NEW YORK (AP) When tennis resumed last month from a five-month hiatus prompted by the coronavirus outbreak, it was impossible to know exactly what to expect.
Turns out Naomi Osaka and Victoria Azarenka have been far and away the two best women in the sport, which is why they will face each other Saturday in the U.S. Open final.
''Honestly,'' Osaka said, ''like, no one remembers anyone but the winner.''
She is 10-0 since the sport returned.
Azarenka lost her very first match back but has reeled off 11 consecutive victories since, capped by a 1-6, 6-3, 6-3 elimination of Serena Williams in the semifinals Thursday night.
Osaka and Azarenka were supposed to meet in the final of the Western & Southern Open two weeks ago -- that tournament was moved from its usual home in Ohio to Flushing Meadows as part of a two-event ''controlled environment'' to limit travel during the pandemic -- but Osaka withdrew because of an injured left hamstring.
That hasn't hampered her during the U.S. Open, which she won in 2018, then followed up with a title at the 2019 Australian Open.
Osaka and Azarenka both have been playing clean tennis from the baseline. Osaka -- whose coach used to work with Azarenka -- relies mainly on her big forehand; Azarenka's top stroke is her backhand.
One intriguing element should be Osaka's serving against Azarenka's returning. Osaka ranks No. 2 in the 128-woman field by winning 93% of her service games, 65 of 70; Azarenka ranks No. 2 by winning 55% of her return games, 31 of 56.
''It's going to be an amazing final. I hope it will be,'' Azarenka said. ''I'll have fun.''
In some ways, Osaka right now is where Azarenka was nearly a decade ago: early 20s, already been ranked No. 1, already a two-time Grand Slam champion.

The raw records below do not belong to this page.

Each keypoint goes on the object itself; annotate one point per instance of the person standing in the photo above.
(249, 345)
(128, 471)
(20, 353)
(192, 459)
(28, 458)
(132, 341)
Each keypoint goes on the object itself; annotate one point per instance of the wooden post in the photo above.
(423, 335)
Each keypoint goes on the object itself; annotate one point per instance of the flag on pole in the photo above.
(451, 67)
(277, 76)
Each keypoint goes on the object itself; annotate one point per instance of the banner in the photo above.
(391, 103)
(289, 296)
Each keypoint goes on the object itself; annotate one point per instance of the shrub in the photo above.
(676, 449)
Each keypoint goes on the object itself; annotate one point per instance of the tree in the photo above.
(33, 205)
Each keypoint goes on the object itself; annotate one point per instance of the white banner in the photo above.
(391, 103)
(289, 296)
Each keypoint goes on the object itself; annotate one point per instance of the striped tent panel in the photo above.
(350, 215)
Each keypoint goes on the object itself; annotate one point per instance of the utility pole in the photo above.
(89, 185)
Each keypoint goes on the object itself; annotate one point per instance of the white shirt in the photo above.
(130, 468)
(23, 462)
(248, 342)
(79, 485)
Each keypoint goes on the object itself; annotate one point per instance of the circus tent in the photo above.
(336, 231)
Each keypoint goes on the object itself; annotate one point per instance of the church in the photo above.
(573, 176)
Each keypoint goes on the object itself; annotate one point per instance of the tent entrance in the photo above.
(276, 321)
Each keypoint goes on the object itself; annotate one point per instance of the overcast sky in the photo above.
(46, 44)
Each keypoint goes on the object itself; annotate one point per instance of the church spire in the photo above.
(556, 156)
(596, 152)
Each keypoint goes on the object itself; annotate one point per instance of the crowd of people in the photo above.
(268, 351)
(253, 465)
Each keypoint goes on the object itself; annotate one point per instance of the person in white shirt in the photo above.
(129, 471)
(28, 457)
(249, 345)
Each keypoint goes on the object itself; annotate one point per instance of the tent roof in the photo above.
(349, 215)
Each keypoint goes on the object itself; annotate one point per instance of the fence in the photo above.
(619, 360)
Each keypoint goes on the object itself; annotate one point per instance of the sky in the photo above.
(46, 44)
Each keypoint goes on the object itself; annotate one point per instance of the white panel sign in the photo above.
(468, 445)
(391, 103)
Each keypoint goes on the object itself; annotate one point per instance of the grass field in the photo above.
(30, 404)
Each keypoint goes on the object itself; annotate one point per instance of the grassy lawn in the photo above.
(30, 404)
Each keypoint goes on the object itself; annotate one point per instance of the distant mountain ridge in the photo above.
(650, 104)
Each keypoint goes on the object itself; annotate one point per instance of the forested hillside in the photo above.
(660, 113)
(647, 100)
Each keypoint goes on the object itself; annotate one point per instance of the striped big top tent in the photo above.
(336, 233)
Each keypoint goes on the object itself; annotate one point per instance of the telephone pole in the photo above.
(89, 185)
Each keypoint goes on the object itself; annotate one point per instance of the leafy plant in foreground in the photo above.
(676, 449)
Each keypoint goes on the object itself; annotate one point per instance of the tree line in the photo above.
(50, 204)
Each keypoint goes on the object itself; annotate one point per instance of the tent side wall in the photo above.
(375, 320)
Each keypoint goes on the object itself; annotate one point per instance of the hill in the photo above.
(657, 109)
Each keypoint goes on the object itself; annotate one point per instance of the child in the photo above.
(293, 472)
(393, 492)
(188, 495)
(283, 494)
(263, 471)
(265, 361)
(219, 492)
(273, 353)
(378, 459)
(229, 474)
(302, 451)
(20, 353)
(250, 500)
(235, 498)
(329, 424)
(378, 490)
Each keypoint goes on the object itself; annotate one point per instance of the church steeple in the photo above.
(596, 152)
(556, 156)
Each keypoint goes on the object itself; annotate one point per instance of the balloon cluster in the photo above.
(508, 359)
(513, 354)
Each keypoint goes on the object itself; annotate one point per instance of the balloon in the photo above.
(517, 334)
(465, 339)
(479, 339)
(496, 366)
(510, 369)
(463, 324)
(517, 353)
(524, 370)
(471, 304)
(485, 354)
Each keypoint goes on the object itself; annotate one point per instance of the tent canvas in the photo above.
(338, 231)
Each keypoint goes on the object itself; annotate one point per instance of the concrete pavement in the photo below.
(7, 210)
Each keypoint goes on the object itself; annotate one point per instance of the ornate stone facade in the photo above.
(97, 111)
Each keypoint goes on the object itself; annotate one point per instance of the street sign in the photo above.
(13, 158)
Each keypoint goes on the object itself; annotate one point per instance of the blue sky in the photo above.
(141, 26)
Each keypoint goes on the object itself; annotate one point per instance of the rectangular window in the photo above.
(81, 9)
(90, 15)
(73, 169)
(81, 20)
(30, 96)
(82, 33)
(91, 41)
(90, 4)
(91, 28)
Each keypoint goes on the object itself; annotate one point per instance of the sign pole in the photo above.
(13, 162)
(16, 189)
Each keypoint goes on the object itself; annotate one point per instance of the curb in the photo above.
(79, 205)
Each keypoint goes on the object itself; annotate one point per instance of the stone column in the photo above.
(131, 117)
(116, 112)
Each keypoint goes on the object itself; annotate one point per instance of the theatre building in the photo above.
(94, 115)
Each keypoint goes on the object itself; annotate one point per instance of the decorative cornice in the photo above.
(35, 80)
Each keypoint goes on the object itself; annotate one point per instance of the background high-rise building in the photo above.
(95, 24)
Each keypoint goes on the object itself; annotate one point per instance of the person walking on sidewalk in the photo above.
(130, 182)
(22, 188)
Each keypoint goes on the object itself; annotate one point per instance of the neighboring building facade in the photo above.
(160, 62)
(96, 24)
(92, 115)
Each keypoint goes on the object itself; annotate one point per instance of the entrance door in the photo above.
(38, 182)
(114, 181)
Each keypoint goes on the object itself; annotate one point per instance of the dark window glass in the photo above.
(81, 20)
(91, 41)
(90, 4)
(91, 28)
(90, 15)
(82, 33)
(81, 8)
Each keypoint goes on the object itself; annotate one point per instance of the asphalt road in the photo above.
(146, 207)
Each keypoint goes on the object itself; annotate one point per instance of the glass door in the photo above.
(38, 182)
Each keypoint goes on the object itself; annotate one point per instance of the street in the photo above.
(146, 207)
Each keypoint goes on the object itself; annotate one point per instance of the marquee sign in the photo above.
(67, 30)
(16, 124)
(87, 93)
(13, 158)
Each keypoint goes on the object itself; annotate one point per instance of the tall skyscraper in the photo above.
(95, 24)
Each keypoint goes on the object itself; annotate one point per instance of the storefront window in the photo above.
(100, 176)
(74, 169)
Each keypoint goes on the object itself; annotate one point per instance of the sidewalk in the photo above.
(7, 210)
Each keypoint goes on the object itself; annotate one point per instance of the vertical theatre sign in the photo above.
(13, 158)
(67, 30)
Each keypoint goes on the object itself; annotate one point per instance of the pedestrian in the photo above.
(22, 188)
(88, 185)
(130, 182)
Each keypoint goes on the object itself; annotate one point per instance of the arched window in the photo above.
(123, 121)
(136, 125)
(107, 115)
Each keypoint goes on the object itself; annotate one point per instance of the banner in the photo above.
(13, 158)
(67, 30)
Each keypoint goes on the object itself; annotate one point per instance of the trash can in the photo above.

''Her success came pretty quick, right? Suddenly she came from, like, a very promising player to this extremely successful player. Won two Slams in a row, was thinking maybe three or four in a row. She was winning almost everything'' said Osaka's coach, Wim Fissette, who used to work with Azarenka. ''That's obviously a moment that you're young and you feel like maybe you're invincible, unbeatable. Maybe you take things a little bit for granted. I think that could be a big mistake because it sets the expectations too high.''
On Saturday, Osaka, 22, will be trying to collect her third championship from the past seven major tournaments -- and Azarenka, who is 31, will be in her first Slam title match since 2013 in New York. She won the Australian Open in 2012 and 2013 and lost to Williams in the U.S. Open finals both years.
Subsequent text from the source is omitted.